CITE DU VATICAN, Vendredi 8 juin 2001 (ZENIT.org) – » La vie de la première Sainte libanaise reflète celle de sa communauté maronite, caractérisée par la souffrance et la douleur, et nous invite à surmonter les difficultés actuelles « . Fides rapporte ce propos du Cardinal Nasrallah Pierre Sfeir (81 ans), Patriarche d’Antioche des Maronites, à la veille de la canonisation de la Bienheureuse Rafqa Pietra Choboq Ar Rayès. Voici l´entretien accordé par le cardinal à Fides.
–Quel enseignement offre aux chrétiens libanais l’expérience de la nouvelle Sainte ?
–La vie de Rafqa reflète celle de sa communauté maronite. Elle est en effet la Sainte de la souffrance et de la douleur. Les Libanais, qui nourrissent une vénération particulière pour sainte Rita, ont trouvé en elle les mêmes valeurs, c’est-à-dire un exemple de la découverte de la valeur salvifique de la souffrance partagée avec le Christ, par une créature fragile. Rafqa a connu de nombreuses tribulations dans sa vie, comme par exemple, sa présence aux massacres du Chouf en 1860, et a souffert à plusieurs reprises de l’exode forcé d’une région à une autre. Ce sont là des expériences que les Libanais ont vécues au cours des dernières années : et cela les pousse à trouver dans la sainteté de Rafqa un encouragement pour surmonter avec confiance les conditions difficiles de vie, selon l’invitation faite par saint Paul à offrir, à l’exemple du Christ, nos souffrances pour le salut du monde.
–Il y a quatre ans, le Pape a remis son Exhortation post-synodale » Une espérance nouvelle pour le Liban « . A quel point en est l’Eglise du Liban dans son application ?
–Le fait même de consacrer un Synode spécial au Liban reflète une sollicitude particulière du Pape envers notre Pays. A l’instar de tout autre Synode, il faut du temps pour parvenir à l’application de toutes les indications fournies par l’Exhortation. Durant les travaux du Synode déjà, l’Eglise avait étudié avec une grande profondeur les différentes questions, qui vont des questions pastorales aux questions sociales et politiques. Dans l’Eglise maronite, une Commission spécifique formée de quatre Evêques et de deux Supérieurs généraux est actuellement chargée de donner régulièrement des informations sur l’application de l’Exhortation, et de fournir, par l’intermédiaire d’un bulletin, les conseils et les orientations à tous les Evêques et supérieurs généraux, et en y faisant entrer également les autres communautés catholiques du Liban.

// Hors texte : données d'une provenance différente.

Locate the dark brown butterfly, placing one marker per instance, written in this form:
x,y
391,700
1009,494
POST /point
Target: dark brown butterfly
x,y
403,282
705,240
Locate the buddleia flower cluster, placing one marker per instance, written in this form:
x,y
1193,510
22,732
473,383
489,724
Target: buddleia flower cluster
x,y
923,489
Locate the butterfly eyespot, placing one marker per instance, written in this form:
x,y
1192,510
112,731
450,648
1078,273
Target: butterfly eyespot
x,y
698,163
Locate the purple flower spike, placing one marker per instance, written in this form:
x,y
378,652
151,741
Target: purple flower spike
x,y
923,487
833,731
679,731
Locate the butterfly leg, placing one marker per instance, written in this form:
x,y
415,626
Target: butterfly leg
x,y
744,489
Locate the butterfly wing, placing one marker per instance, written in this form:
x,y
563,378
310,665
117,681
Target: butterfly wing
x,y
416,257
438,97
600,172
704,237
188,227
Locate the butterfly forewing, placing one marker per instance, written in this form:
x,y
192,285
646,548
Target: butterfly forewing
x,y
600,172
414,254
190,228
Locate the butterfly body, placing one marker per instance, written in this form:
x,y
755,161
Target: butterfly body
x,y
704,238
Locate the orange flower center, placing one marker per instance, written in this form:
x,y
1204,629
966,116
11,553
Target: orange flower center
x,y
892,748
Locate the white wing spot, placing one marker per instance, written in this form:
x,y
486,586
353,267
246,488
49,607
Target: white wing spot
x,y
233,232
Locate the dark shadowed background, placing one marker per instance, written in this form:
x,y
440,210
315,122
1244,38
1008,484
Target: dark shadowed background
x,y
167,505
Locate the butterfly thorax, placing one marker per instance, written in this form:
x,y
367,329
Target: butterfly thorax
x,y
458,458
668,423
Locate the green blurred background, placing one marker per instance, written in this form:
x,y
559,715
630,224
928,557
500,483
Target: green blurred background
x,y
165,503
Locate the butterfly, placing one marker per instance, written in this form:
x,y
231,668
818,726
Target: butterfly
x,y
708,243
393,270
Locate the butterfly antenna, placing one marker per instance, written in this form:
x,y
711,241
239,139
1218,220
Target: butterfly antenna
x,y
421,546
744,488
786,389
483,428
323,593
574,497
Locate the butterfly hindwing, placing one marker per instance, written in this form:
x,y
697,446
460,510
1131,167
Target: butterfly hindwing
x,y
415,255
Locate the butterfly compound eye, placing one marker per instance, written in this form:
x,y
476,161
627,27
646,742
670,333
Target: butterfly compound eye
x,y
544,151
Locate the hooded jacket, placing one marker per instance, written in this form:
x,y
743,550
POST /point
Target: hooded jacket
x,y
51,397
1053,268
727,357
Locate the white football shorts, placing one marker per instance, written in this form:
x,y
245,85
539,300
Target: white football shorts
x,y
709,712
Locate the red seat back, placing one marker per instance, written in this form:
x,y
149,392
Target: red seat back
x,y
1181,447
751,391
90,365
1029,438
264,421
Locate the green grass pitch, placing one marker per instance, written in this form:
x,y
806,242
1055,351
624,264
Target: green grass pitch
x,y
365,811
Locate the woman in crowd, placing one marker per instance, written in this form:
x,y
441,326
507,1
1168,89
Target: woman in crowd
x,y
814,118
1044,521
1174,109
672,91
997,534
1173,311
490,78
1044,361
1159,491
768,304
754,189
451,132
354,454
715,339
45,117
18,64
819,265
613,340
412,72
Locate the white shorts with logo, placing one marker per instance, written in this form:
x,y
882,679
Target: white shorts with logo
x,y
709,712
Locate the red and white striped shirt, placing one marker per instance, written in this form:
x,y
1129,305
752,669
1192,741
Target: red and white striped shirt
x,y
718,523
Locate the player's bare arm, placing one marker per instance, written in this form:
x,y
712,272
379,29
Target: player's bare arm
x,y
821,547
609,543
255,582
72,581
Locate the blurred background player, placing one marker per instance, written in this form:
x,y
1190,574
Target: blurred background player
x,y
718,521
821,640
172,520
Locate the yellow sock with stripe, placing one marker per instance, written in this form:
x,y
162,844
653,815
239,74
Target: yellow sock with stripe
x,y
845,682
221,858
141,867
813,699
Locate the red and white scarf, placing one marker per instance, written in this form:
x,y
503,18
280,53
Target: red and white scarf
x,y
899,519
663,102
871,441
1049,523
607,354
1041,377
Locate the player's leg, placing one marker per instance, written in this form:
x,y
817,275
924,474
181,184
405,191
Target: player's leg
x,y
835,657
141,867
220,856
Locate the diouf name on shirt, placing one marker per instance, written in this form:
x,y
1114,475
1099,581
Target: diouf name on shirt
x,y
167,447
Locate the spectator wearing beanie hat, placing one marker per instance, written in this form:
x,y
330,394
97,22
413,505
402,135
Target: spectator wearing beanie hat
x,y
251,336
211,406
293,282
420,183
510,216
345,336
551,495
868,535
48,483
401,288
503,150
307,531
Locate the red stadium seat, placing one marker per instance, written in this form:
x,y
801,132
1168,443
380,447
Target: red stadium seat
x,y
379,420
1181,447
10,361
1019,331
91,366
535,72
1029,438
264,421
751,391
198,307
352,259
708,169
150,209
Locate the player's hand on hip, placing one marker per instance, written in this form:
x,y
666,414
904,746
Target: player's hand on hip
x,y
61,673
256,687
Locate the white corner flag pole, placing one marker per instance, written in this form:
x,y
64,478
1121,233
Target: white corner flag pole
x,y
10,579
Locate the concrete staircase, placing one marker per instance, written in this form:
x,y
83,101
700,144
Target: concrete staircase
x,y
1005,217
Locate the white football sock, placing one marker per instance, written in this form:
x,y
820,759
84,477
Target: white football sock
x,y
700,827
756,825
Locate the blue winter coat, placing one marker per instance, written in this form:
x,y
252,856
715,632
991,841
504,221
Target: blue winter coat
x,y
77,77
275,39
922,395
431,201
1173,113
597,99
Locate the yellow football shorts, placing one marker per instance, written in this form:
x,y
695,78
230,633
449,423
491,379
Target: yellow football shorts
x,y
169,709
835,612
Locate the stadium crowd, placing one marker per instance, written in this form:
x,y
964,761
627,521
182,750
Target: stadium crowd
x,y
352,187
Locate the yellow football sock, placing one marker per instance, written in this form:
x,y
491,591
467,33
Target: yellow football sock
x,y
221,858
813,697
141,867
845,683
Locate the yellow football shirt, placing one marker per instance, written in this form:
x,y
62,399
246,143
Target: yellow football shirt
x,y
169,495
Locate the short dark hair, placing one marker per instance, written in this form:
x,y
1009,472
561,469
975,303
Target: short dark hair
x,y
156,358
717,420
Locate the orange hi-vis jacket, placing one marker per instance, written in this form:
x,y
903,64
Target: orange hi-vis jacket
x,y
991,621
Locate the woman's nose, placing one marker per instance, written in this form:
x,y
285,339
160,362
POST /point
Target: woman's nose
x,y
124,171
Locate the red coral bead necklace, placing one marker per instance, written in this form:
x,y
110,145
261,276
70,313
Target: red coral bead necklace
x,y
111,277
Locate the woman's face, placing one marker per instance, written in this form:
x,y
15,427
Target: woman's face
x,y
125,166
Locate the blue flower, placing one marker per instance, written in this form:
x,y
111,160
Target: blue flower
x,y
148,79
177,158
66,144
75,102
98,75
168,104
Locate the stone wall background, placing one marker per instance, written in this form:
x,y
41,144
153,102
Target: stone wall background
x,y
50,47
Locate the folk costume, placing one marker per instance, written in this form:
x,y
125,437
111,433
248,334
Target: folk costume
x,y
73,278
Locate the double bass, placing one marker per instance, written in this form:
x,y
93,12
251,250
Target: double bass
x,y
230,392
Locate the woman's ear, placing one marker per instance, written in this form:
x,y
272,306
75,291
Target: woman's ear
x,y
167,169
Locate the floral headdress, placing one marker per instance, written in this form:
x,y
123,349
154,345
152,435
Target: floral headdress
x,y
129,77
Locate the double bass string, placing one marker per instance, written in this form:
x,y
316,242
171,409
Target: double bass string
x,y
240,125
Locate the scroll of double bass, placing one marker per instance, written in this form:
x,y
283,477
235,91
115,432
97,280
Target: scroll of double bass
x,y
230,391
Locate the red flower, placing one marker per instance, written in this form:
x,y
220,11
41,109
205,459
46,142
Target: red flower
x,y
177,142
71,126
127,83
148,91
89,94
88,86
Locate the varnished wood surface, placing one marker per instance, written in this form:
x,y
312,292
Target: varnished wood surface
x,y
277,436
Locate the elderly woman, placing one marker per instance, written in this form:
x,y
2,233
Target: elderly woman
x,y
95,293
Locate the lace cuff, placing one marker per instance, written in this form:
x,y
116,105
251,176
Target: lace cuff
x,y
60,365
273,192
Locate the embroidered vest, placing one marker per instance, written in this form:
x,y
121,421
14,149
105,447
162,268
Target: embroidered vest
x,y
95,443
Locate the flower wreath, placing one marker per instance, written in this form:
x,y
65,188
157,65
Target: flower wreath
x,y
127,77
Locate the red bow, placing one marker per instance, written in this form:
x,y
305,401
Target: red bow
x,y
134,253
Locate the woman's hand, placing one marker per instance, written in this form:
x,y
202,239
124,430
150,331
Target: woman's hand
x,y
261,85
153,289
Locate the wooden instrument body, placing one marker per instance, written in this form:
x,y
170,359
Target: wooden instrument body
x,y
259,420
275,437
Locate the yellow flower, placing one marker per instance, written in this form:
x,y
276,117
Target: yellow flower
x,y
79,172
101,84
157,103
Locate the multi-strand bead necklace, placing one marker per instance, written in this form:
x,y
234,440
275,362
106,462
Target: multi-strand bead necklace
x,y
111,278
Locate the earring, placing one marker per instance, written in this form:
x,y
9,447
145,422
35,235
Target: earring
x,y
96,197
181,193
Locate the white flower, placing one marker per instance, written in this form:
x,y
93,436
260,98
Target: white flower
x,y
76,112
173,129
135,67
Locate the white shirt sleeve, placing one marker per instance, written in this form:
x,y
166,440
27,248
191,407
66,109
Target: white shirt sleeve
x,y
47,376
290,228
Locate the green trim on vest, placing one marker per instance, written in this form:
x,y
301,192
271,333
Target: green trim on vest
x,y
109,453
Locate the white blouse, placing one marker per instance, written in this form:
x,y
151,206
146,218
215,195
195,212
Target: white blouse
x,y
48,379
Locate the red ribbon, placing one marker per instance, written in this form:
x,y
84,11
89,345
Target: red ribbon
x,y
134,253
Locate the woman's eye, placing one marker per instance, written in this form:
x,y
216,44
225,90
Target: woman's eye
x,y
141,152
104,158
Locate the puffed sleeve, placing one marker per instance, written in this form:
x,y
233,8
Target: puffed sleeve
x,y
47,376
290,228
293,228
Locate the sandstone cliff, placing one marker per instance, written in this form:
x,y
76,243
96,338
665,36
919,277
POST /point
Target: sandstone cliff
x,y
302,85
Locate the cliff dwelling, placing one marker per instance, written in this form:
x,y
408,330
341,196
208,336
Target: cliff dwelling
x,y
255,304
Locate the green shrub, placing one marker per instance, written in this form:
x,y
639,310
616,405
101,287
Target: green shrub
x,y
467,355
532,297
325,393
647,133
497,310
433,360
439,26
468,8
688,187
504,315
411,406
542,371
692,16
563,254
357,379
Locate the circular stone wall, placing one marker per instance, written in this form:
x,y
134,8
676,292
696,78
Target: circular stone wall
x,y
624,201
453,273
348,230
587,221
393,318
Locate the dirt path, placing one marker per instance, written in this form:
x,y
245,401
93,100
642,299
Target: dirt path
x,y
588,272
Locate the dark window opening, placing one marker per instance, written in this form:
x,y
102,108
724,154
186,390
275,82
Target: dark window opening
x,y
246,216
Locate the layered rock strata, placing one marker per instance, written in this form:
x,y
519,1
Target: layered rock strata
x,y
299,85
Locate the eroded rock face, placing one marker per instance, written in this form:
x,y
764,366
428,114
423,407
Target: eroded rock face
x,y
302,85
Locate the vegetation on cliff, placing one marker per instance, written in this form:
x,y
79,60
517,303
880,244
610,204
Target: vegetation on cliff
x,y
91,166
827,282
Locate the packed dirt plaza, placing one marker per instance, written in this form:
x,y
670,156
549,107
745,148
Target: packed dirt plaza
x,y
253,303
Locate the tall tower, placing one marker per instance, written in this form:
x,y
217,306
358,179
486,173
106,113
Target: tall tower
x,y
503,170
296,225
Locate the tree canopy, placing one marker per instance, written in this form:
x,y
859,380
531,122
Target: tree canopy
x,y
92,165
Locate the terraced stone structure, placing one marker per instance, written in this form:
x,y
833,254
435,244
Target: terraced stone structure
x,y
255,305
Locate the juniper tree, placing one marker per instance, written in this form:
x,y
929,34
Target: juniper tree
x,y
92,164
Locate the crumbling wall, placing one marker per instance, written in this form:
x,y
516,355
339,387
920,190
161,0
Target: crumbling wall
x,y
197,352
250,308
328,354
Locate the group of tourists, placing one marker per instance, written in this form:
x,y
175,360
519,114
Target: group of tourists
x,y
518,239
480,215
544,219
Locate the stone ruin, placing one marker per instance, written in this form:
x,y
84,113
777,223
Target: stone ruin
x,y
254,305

–Et comment ces conseils se sont-ils traduits dans la pratique ?
–Avant tout dans un changement de mentalité. Depuis les plus hautes autorités religieuses jusqu’aux laïcs. L’Eglise est par exemple occupée actuellement à soulager les difficultés pratiques rencontrées par les fidèles, avec des donations de terrains pour la construction de nouveaux appartements qui soient à la portée des jeunes couples. Au plan pastoral, la participation des fidèles est très étendue ; toutes les homélies, toutes les réunions des prêtres et toutes les rencontres bibliques ont été centrées, ces quatre dernières années, sur des questions traitées dans l’Exhortation. Je comprends que les gens veulent arriver, et tout de suite, à l’application intégrale, et qu’ils attendent des changements au plan social, au plan des hôpitaux et des écoles ; mais il faudra encore du temps. Notre Pays traverse une période particulièrement difficile de son histoire, au plan socio-économique, mais surtout au plan politique.
–Le retrait, il y a un an, de l’armée israélienne du Sud du Liban n’a pas apporté une détente dans la situation intérieure. Comment voyez-vous l’avenir des chrétiens du Liban ?
-Il est hors de doute que le Liban n’appartient pas à une seule communauté religieuse, mais à tous ses enfants. La situation au Liban est étroitement liée à celle du Moyen-Orient, et, en conséquence, nous ne pourrons jamais concevoir une paix parfaite au Liban sans voir régner tout d’abord la paix dans toute la région. Un exemple de cette interdépendance est bien le problème des réfugiés palestiniens qui résident en partie sur le territoire du Liban.
–Ces derniers mois, vous avez adopté une position dure vis-à-vis de la présence de l’armée syrienne au Liban…
-Nous avons tout simplement demandé l’application d’un Accord qui fait partie de la Constitution libanaise. Nous sommes toujours favorables à l’instauration de relations équilibrées et de très grande collaboration entre le Liban et la Syrie ; mais cela suppose que chacun soit tout d’abord souverain chez lui. L’Eglise n’a aucune intention de se substituer aux hommes politiques. Le problème, c’est que nous avons une classe politique qui a renoncé à ses propres devoirs en confiant à des tiers les rênes du pays.